Posted on August 23, 2013

One issue that typically comes to the fore once the start of the school year arrives is bus safety.  This has been of particular importance this year in the wake of recent tragedies involving school buses being sideswiped.  Those incidents prompted a recommendation from the National Transportation Safety Board about the adoption of Vehicle to Vehicle technology to stave off future accidents, but until that happens, it’s up to students to maintain their own safety while onboard.  They can do so with the tips on hand from a new report.

Safety begins on the way to the bus.  Children should leave plenty early, something that parents can help with by ushering them out the door at the appropriate time.  Once kids have left, they need to stick to the sidewalks and maintain focus on their environment.  That means that steps must be taken to limit distraction.  Today’s kids are loaded up with any number of electronic devices that play games, place calls, text, or allow the listening of music.  But these mobile devices need to be used in the appropriate place; walking alongside traffic is not the right venue.

Once a student actually arrives at the bus, he or she should understand that they must stay an adequate distance from the curb so that the driver can see them.  One shouldn’t approach until the bus has stopped and opened the doors.  At that point, the handrail should be used and students should be cognizant of any loose parts of clothing that could catch in the door.  The student must head right for a seat so that the bus can get on its way.
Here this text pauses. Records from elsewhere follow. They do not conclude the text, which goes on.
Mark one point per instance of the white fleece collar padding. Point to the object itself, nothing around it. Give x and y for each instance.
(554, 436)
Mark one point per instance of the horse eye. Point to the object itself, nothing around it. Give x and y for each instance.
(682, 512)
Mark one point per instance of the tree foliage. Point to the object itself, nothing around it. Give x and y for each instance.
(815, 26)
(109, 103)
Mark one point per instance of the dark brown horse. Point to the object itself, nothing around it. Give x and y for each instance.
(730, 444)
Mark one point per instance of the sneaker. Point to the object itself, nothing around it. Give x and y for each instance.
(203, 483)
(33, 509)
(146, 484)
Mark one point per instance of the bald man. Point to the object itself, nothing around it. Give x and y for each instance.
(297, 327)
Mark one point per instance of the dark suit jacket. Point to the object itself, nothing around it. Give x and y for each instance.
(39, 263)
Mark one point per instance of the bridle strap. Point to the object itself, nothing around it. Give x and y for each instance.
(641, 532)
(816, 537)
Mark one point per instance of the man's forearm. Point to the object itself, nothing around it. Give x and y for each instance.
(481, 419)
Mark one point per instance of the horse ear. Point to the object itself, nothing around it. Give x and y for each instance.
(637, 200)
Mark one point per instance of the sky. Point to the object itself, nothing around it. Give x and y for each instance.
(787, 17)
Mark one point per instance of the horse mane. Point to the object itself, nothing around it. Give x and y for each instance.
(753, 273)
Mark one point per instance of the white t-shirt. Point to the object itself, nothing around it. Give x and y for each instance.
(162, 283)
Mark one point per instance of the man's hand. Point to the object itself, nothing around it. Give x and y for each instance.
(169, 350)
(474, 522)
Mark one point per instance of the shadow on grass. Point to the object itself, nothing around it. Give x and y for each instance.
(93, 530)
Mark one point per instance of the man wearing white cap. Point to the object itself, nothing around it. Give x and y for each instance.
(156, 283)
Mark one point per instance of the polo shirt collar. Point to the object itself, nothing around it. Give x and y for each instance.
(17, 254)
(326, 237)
When students get on the bus, it can be tempting to interact loudly with friends.  While it’s perfectly acceptable to chat, this should be done while sitting in the seat and using seatbelts if they’re available.  A driver’s instructions should be followed, especially if they’re aimed at getting the student to quiet or sit down.

Once the bus arrives at school, students should exit and immediately put space between them and the bus itself.  Around ten steps is needed to ensure that the driver can identify the students’ presence.  If an object is dropped, students close to the bus may stay where they are and try to get the driver’s attention; if this isn’t possible, they should wait until the bus leaves.  This is especially pertinent when the item falls near the bus wheels.  A student going near the wheels is entering a blind spot that can be quite dangerous.

Finally, if getting to school means crossing in front of the bus, either wait until the bus leaves or until you can lock eyes with the bus driver so that they give you the go-ahead.  If a crossing guard is on hand, follow their directions as well.